En Colombia avanzan los contagios aceleradamente y la incertidumbre es la regla general. No sabemos con certeza cuáles serán las consecuencias definitivas del coronavirus en nuestro país. Lo cierto es que el virus tomó velocidad y ya está prácticamente en todo el territorio nacional. Independientemente de las medidas que tomen nuestros gobernantes y de si lo hacen bien o mal, es evidente que nosotros tenemos en las manos la posibilidad de aislarnos voluntariamente. Esa es hasta ahora la medida más efectiva para prevenir el contagio. La clave es que sea a tiempo. Los adultos mayores, los niños y los pacientes con enfermedades preexistentes tienen el mayor riesgo, pero todos tenemos que cuidarnos. La vida debe ser la prioridad. Por lo demás, algunos ya perdieron sus empleos, otros tuvieron que cerrar sus negocios enfrentándose a la posibilidad de una quiebra y ni qué decir de aquellos que no tienen manera de sobrevivir sin trabajar. Este es el gran reto, en especial para los líderes de la sociedad. Ojalá todos hiciéramos algo por ayudar a alguien que lo necesite. Como periodista tengo la obligación de no sembrar pánico, pero también de decir la verdad, y, por lo que dicen muchos expertos, en Colombia lo peor estaría por venir. Espero que esas predicciones no se cumplan y podamos combatir la pandemia con efectividad.

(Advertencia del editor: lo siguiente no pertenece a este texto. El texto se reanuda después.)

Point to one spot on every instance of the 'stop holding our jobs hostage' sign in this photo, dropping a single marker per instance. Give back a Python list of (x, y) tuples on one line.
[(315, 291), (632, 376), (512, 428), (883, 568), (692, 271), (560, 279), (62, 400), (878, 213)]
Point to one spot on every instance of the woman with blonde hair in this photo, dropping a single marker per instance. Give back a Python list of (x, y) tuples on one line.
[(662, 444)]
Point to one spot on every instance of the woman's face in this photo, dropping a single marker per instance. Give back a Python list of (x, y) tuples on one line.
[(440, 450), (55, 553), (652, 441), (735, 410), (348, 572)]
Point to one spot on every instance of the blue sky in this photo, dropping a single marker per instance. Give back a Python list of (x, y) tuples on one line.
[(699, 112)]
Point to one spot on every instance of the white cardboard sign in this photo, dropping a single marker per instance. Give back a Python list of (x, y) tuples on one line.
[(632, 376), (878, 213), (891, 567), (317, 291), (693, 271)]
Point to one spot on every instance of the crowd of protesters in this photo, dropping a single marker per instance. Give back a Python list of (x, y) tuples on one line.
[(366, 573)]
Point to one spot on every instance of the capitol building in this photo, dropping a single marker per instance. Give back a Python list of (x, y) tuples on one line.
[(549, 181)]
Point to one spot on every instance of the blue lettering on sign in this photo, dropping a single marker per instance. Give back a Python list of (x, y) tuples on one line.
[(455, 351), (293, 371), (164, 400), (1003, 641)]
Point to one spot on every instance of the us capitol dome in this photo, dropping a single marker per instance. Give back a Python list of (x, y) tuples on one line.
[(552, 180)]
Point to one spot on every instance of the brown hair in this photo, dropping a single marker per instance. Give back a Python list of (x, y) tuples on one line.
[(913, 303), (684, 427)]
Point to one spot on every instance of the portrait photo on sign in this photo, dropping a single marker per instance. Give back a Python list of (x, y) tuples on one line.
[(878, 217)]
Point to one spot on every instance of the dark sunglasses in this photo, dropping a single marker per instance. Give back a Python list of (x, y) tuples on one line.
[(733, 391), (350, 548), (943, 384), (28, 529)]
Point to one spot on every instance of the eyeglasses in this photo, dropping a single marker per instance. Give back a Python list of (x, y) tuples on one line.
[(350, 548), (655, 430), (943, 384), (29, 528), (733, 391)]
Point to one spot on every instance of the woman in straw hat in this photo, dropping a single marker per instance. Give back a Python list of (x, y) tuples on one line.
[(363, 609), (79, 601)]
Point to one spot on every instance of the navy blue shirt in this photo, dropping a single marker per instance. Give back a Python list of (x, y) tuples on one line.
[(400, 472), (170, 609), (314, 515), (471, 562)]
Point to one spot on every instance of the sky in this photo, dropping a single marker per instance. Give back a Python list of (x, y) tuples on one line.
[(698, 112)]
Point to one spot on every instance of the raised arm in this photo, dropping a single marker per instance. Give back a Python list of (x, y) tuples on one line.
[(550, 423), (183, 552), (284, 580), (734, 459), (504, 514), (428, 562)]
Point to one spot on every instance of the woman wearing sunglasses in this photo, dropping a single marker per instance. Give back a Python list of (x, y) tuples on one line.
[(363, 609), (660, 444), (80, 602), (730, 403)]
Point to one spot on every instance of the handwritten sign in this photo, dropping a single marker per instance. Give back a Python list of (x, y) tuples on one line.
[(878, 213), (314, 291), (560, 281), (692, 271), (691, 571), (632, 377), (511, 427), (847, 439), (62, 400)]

Mientras tanto, qué hacemos con esta maldita paranoia que nos atormenta, pero que nos obliga y nos impulsa a cuidarnos y a cuidar a los demás. Es como si el virus nos persiguiera en forma de monstruo invisible: aquí y allá, en la madera, en el metal, en la oficina, en el transporte público, en la calle, en todas partes. Pensar que cada una de las personas con las que nos cruzamos puede estar contagiada o que podemos tener el virus adentro es devastador. Subirse en un ascensor se convirtió en una tortura. Es fácil percibir en los demás el franco desespero por bajarse; todas las miradas se clavan en el registro que anuncia el piso de llegada. Allí no hay cómo conservar la distancia, y menos si está lleno. Definitivamente es mejor tomar la escalera. Ir a un cajero electrónico te hace pensar en la vida cada vez que pones el dedo en el tablero por donde han pasado tantas manos; así como cuando te apoyas en el pasamanos de la escalera eléctrica en el centro comercial, pagas en el supermercado o intentas ir al banco. Todo cambió. Solo nos sentimos seguros en casa, ese es el clamor mundial. 

Me temo que ya nada volverá a ser igual, y tengo incrustado en el pecho un miedo profundo.

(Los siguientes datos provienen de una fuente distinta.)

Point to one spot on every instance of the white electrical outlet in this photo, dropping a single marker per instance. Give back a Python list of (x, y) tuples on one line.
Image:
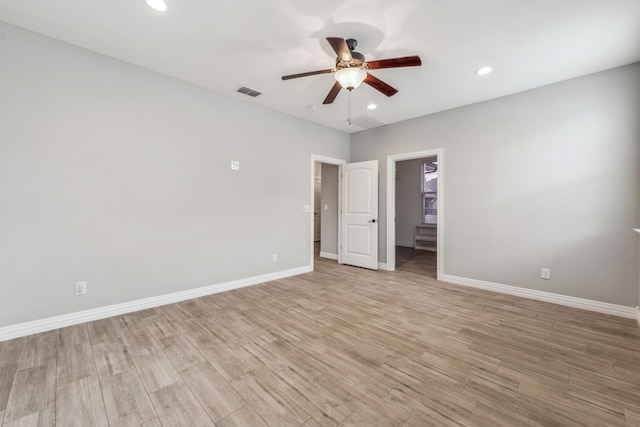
[(81, 288), (545, 273)]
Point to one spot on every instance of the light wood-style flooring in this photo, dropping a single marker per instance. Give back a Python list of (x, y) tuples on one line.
[(339, 346), (416, 261)]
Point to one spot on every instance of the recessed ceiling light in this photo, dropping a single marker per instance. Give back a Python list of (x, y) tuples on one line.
[(158, 5)]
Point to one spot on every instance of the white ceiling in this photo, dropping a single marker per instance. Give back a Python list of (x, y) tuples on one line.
[(223, 45)]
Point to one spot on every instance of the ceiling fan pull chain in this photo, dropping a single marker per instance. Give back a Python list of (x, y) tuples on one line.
[(349, 112)]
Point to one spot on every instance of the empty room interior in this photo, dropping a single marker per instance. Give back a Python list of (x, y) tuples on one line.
[(337, 213)]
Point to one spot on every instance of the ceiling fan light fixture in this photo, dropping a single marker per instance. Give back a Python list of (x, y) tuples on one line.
[(158, 5), (350, 78)]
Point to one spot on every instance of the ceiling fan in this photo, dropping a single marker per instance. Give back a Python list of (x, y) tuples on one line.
[(351, 69)]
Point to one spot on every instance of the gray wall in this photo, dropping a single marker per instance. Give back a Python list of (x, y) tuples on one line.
[(329, 218), (544, 178), (121, 177), (408, 199)]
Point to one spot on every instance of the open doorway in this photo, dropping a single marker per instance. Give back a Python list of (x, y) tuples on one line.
[(435, 240), (416, 207)]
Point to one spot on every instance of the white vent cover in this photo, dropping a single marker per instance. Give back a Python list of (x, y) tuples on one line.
[(249, 91), (366, 122)]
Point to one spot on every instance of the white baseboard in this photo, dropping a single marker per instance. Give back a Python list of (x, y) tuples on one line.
[(47, 324), (585, 304), (328, 255)]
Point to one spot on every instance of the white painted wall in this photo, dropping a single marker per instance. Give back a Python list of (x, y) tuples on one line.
[(329, 219), (408, 199), (121, 177), (560, 187)]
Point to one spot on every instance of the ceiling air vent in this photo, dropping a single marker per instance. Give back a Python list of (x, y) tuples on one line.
[(366, 122), (249, 91)]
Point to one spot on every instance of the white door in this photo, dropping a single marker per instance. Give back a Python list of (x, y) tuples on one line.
[(359, 217)]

Sé que millones de personas sienten lo mismo que yo. Pienso en nuestros hijos, en la marca que dejará el coronavirus en todos los sobrevivientes a la pandemia, en especial en los más jóvenes, que tendrán que quedarse en casa obligatoriamente, como nunca antes. Lo que vivimos nos obliga a sacar lo mejor de cada uno de nosotros para lograrlo. Hoy dependemos del autocuidado, del internet, de las buenas decisiones de los gobernantes, del descubrimiento de la vacuna. Que Dios nos bendiga, y a los médicos, enfermeras, camilleros y a todos los que atienden la emergencia, un aplauso de pie, son nuestros héroes.